Based on the PIV data, the interaction was classified into three categories in terms of vortex behavior: close interaction, very close interaction and direct interaction. For each type of interaction, the vortex trajectory and strength variation were obtained from phase-averaged PIV data. The PIV results revealed the mechanisms of vortex decay and the effects of several key parameters on vortex dynamics, including separation distance (h/c), Reynolds number, vortex strength (G) and vortex sense. Generally, BVI has two main stages: interaction between vortex and leading edge (vortex-LE interaction), and interaction between vortex and boundary layer (vortex-BL interaction). Vortex-LE interaction with small separation distance is usually dominated by inviscid effects, in which the decay in vortex strength is due to pressure gradients near the leading edge. Therefore, the decay rate is determined by separation distance and vortex strength, but it is relatively insensitive to Reynolds number. Vortex-LE interaction will become a viscous-type interaction if there is enough separation distance. Vortex-BL interaction is inherently dominated by viscous effects, so the decay rate is dependent on Reynolds number. Vortex sense also has great impact on vortex-BL interaction because it changes velocity field and shear stress near the surface.

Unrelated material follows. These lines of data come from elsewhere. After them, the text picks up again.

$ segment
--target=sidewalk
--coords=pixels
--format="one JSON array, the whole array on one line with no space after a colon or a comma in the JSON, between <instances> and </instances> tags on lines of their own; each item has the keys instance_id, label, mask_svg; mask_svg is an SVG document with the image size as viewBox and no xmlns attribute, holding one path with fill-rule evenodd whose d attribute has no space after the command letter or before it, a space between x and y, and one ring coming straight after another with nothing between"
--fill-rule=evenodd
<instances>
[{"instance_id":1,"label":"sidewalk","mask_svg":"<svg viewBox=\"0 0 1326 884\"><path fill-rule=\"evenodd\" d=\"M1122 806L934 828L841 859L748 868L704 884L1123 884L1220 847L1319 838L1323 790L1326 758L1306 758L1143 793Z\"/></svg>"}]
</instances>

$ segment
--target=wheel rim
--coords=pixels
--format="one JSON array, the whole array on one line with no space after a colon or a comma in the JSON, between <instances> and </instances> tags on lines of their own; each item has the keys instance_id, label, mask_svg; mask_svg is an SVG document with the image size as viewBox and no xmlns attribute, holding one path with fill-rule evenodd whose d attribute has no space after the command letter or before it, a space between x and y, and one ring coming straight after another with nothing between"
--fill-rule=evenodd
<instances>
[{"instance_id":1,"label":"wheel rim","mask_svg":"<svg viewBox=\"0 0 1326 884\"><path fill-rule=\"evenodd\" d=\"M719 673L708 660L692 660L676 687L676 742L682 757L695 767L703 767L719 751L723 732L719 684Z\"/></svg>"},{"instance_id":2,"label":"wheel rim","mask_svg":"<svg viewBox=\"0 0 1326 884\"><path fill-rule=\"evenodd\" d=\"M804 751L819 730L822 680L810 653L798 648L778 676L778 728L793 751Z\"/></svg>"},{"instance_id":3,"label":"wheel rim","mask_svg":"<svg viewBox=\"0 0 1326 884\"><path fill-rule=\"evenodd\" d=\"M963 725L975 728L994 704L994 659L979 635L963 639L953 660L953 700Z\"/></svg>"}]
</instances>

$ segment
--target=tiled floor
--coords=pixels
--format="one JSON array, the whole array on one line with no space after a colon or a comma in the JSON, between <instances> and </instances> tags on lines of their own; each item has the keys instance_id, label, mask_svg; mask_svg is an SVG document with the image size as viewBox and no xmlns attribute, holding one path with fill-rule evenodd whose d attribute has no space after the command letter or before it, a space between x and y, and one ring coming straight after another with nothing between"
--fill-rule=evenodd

Unsteady pressure data on the target airfoil were acquired for each combination of Reynolds number, vortex strength and separation distance, yielding the magnitudes of pressure and load fluctuations in each case. Both pressure and load fluctuations show asymmetric distribution about h/c = 0, with generally larger fluctuations for h/c < 0 (clockwise vortex below the target airfoil). The maximum fluctuation occurs when a clockwise vortex is slightly below the target airfoil due to the high velocity on the lower side of the leading edge induced by the vortex. This peak in fluctuation level biases more toward h/c < 0 with a stronger vortex, due to its larger size. The load fluctuation level is dependent on both the velocity fields near the leading edge and the decay in vortex strength. However, the role of vortex decay becomes insignificant at higher Reynolds number due to less decay in the viscous-type interaction. The above findings suggest that the local velocity field around the leading edge of the target airfoil is critical in both the vortex dynamics and the induced pressure and load fluctuations. The magnitudes of fluctuations can be reduced by passing the airfoil below a clockwise vortex or above a counter-clockwise vortex.